The Internal Revenue Service scandal couldn't have come at a worse time for the nation's 2 million federal workers, who are desperate to end furloughs and get their first raise in three years.
IRS workers were front and center at a Friday congressional hearing about employees who wrongly singled out conservative groups seeking tax breaks. Workers were called "foolish" and "incompetent," and blamed for "horrible customer service."
Top IRS chiefs are doing damage control by blaming a small group of low-level federal workers, saying they made "foolish mistakes" by using politically loaded terms such as "tea party" and "patriot" to hold up groups applying to become charities.
To Republican lawmakers, who have pushed to trim federal workers' compensation, benefits and sheer numbers since they took control of the House in 2010, the IRS scandal is an opportunity to point out the flaws of bureaucracy and federal workers.

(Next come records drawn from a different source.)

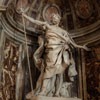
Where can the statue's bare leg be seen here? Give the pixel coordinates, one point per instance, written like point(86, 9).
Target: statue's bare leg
point(58, 86)
point(44, 87)
point(52, 85)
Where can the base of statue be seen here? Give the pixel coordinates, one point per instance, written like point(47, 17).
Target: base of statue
point(50, 98)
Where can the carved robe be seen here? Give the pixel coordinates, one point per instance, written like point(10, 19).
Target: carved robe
point(57, 55)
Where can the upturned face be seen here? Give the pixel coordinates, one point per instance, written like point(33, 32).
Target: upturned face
point(56, 19)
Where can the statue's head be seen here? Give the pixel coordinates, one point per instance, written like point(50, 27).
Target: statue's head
point(55, 19)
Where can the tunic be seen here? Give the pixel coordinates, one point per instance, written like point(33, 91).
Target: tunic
point(57, 55)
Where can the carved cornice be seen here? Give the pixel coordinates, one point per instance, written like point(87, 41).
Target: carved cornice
point(88, 34)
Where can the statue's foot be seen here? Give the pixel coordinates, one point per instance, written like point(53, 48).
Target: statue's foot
point(57, 95)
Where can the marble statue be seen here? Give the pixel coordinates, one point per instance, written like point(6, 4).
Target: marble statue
point(55, 46)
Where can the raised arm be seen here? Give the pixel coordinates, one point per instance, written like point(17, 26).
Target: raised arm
point(35, 21)
point(74, 44)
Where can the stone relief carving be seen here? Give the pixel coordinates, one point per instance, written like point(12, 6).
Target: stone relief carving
point(8, 85)
point(84, 9)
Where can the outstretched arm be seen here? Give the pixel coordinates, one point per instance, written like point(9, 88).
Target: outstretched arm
point(74, 44)
point(35, 21)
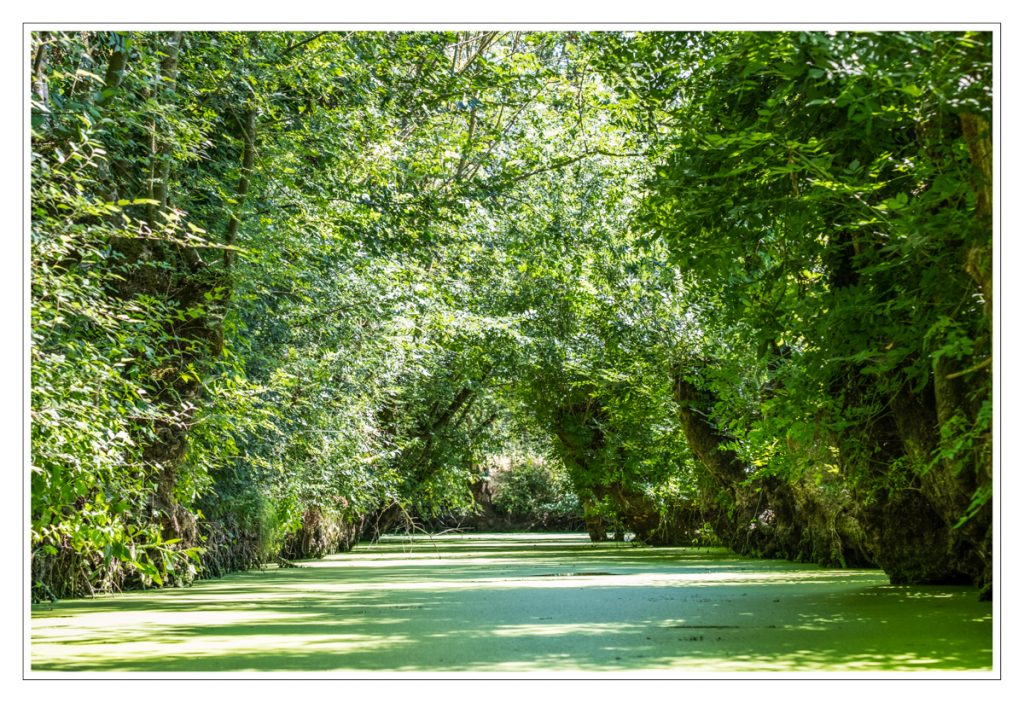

"On the one hand you are arguing today that the IRS is not corrupt but the subtext of that is you are saying -- look, we are just incompetent," said Rep. Peter Roskam, an Illinois Republican, to departing Acting IRS Commissioner Steven Miller during the hearing. "And I think it is a perilous pathway to go down."
It's really bad timing for employee and union groups who have been fighting $85 billion in federal spending cuts. Those cuts have forced agencies to lay off tens of thousands of contract workers, end overtime pay and training, and force workers to stay home without pay on furlough. Furloughs have ranged from 5 days for IRS workers and 11 days for some 625,000 defense workers to as many as 27 days for some federal public defenders.
That's on top of a nearly three-year pay freeze that has been extended through Dec. 31 and an ongoing hiring freeze that has led to a smaller federal work force.
So far, union groups have laid low. Several unions didn't respond for requests for comment.
Colleen Kelley, president of the National Treasury Employees Union that represents IRS workers, said in a letter to employees this week that the watchdog report showed no one "intentionally did anything wrong, and I believe that to be the case."